Op 17 augustus 2018 heeft de schuldenares een verzoek ingediend bij de rechtbank tot het opleggen van een dwangakkoord op basis van artikel 287 onder a van de Faillissementswet (Fw). Daarnaast verzocht zij om de wettelijke schuldsaneringsregeling van toepassing te verklaren, en om een voorlopige voorziening te treffen. Dit laatste verzoek was gericht op het opschorten van de executoriaal gelegde beslagen door de gerechtsdeurwaarders namens de burgerlijke maatschap Prins & Koster Advocaten. De reden voor dit verzoek was om te voorkomen dat de minnelijke regeling, waar de schuldenares mee bezig was, verstoord zou worden.
De rechtbank heeft op 29 augustus 2018 geoordeeld dat de gevraagde voorlopige voorziening noodzakelijk en gerechtvaardigd was. De rechtbank overwoog dat de beslagen op 4 juli en 26 juli 2018 waren gelegd, terwijl de schuldeisers al eerder op de hoogte waren gesteld van de schuldregelingsovereenkomst die de schuldenares had gesloten. De rechtbank vond dat het belang van de schuldenares om het minnelijk traject niet te frustreren zwaarder woog dan het belang van de schuldeiser bij het beslag.
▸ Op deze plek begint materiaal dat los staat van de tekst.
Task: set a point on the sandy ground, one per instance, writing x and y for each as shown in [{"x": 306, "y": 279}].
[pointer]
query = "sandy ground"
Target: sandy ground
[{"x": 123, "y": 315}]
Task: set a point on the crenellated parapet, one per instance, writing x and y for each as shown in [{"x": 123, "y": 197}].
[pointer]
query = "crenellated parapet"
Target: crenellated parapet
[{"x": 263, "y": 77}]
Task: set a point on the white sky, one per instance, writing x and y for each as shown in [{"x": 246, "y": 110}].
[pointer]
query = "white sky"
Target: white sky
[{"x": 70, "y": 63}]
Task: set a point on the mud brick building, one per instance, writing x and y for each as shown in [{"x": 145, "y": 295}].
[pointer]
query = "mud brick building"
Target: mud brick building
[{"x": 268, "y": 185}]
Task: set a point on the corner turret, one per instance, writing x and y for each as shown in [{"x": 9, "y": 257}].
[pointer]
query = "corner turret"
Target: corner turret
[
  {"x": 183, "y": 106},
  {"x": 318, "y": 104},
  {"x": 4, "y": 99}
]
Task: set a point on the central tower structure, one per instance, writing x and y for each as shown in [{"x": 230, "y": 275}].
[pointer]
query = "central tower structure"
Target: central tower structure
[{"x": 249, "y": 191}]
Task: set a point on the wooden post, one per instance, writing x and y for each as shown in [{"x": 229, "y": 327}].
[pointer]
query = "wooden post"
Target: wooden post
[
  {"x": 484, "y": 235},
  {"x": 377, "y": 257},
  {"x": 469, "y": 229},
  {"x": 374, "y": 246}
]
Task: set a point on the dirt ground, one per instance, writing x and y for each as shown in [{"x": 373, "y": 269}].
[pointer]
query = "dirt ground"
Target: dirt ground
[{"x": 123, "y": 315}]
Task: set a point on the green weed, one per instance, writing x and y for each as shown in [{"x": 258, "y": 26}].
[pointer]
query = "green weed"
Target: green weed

De beschikking van de rechtbank schorste de tenuitvoerlegging van de beslagen en bepaalde dat deze voorziening vervalt zodra er in eerste aanleg is beslist op de verzoeken tot het opleggen van een dwangakkoord of de toepassing van de schuldsaneringsregeling. De beschikking werd uitvoerbaar bij voorraad verklaard.